Palm Springs Modern Committee and Palm Springs Life partnered to create the essential guide for enthusiasts of the modernist approach. With properties including custom and tract houses, apartments and condos, inns, government buildings, commercial complexes, and even gas stations (one now the Palm Springs Visitors Center), the app lets you select from three tours based on geography (north, central, and south Palm Springs), 12 tours based on architects, or a user-created tour of “favorites” selected from the 83 sites covered.
Midcentury modern expert Robert Imber offers insightful text that includes background information, points out various design and construction elements, and explains the significance of the properties in the portfolios of the architects involved. PS ModCom founder and architectural historian Peter Moruzzi narrates the audio version of the tours. Photographs include recent and historic images (including some by Julius Shulman) showing both exterior and interior views. Videos accompany 22 locations.

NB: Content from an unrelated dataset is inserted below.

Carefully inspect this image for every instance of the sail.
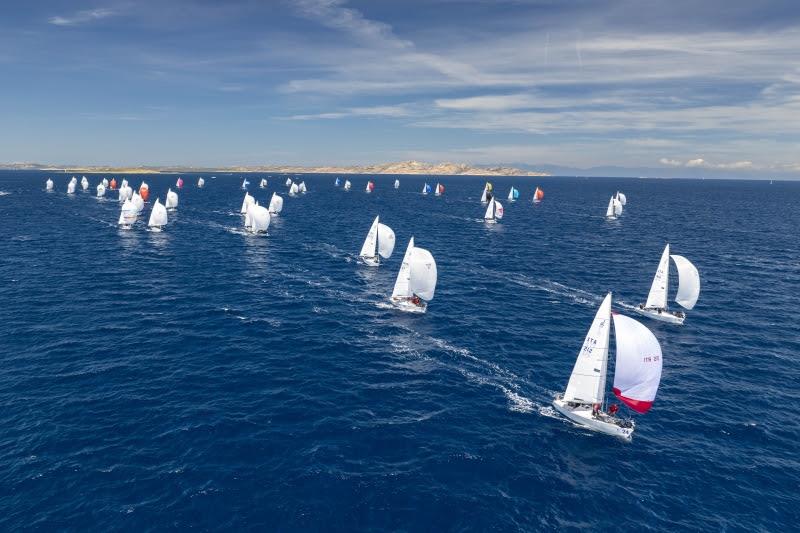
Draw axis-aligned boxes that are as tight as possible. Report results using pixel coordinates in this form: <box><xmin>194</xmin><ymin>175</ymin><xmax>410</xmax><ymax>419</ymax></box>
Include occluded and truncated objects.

While the tours include famous and lesser-known buildings and architects of the mid-1900s, a biographies section highlights 12 architects whose influence can still be felt and who helped bring the world’s attention to Palm Springs as a Mecca for midcentury modern style. Video accompanies six of the bios. Other features include maps and searches.

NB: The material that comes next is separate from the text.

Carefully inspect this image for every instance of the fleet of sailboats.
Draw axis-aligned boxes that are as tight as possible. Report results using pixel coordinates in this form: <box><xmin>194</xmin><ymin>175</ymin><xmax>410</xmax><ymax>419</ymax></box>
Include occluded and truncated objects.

Here, we present a video showcasing the app's features and pictures of some sample properties. For the full experience, visit www.palmspringslife.com/psmodapp to download the app ($4.95) for your iPad, iPhone, or Android device.
TRAMWAY GAS STATION
(Palm Springs Visitors Center)
2901 N. Palm Canyon Drive
Albert Frey with Robson Chambers, architects; 1965
Designated Class 1 Historic Site by the City of Palm Springs. Originally an Enco gasoline station, today the Palm Springs Visitors Center welcomes tourists and residents to the city’s northern entrance and the entire Coachella Valley. Designed by modernist Palm Springs architect Albert Frey with Robson Chambers, the distinctive, soaring structure served as a lone beacon on the open desert, pronouncing that something special was ahead — something clearly different, optimistic, and exciting. Even getting gas could be a new experience. Boarded up and painted pink in the 1980s, the site was reinvented in the 1990s as an art gallery under Frey’s supervision. Though short lived, the gallery was instrumental in saving the iconic structure and putting modernism (and Palm Springs) back on the map. Yet another adaptive reuse brought the Visitors Center. Under a hyperbolic paraboloid roof spanning more than 95 feet, this inventive and iconic historic site is no less monumental today and serves as testament to an era of groundbreaking ideas and extraordinary accomplishment.

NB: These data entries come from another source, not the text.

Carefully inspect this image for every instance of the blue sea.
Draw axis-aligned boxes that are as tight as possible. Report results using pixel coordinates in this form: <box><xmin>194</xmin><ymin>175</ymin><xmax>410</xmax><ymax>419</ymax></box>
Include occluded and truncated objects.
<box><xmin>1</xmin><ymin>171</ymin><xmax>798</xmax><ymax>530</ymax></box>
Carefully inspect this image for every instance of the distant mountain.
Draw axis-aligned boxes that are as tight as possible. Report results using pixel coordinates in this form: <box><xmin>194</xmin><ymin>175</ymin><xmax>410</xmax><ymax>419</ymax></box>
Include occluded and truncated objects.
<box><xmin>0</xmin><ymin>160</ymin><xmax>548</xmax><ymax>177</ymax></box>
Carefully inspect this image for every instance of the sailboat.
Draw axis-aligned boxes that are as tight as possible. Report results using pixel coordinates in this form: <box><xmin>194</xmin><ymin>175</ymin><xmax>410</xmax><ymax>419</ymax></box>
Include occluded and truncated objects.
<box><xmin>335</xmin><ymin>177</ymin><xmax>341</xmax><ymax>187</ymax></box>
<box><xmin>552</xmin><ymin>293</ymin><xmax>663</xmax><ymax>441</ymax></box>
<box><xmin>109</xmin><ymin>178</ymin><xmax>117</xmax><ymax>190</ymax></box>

PALM SPRINGS LIFE ARCHIVES/PALM SPRINGS HISTORICAL SOCIETY
COACHELLA VALLEY SAVINGS AND LOAN NO. 3
499 S. Palm Canyon Drive
E. Stewart Williams, architect; 1960
One of several stunning institutional contributions by E. Stewart Williams, this building has always been a bank. Visualize the front elevation without the recently added metal railings and ATM. Long vertical bands of bronze siding add an element of strength and confidence as it floats on a concrete base above a broad, shallow pond and a procession of fountains that provide kinetic movement and natural elements to the imposing commercial structure. In front, above and below the thin concrete floor, are two types of arches that create an earthquake-proofing system. In back, the parking structure and porte-cochere are original and part of the site’s historic designation. Don’t miss the poised finesse of the staircase suspended on the edge of the building’s southern elevation.
PALM SPRINGS LIFE ARCHIVES
TWIN PALMS ESTATES
Between Camino Real, La Jolla Road, and Twin Palms Drive
(accessible from Camino Real)
William Krisel, architect; 1957-59
In this first Palm Springs subdivision by the George Alexander Construction Co., these practical well-designed homes have worked perfectly over six decades. Each is the same footprint, with few variations. In a neighborhood appearing to be custom homes, each house represented a new ideal: a 1,600-square-foot example of innovative, efficient “merchant housing” — tract houses, but architectural. The Parking, Breezeway, Windows, Wall pattern started here. Some included tiny open-air atriums aside a tinier but distinct master bedroom foyer, bringing day-lit gardens inside. Clerestory windows framing treetops and mountains provide lighting but also privacy and wall space for furniture and art. Butterfly, vaulted, and flat rooflines over wood, rock, stucco, brick, and decorative concrete block mingle in a fusion of natural and manufactured materials. Front landscaping was included in the purchase price (architect William Krisel also was the landscape architect), but you were on your own in back — although a 20-foot-by-40-foot swimming pool was included.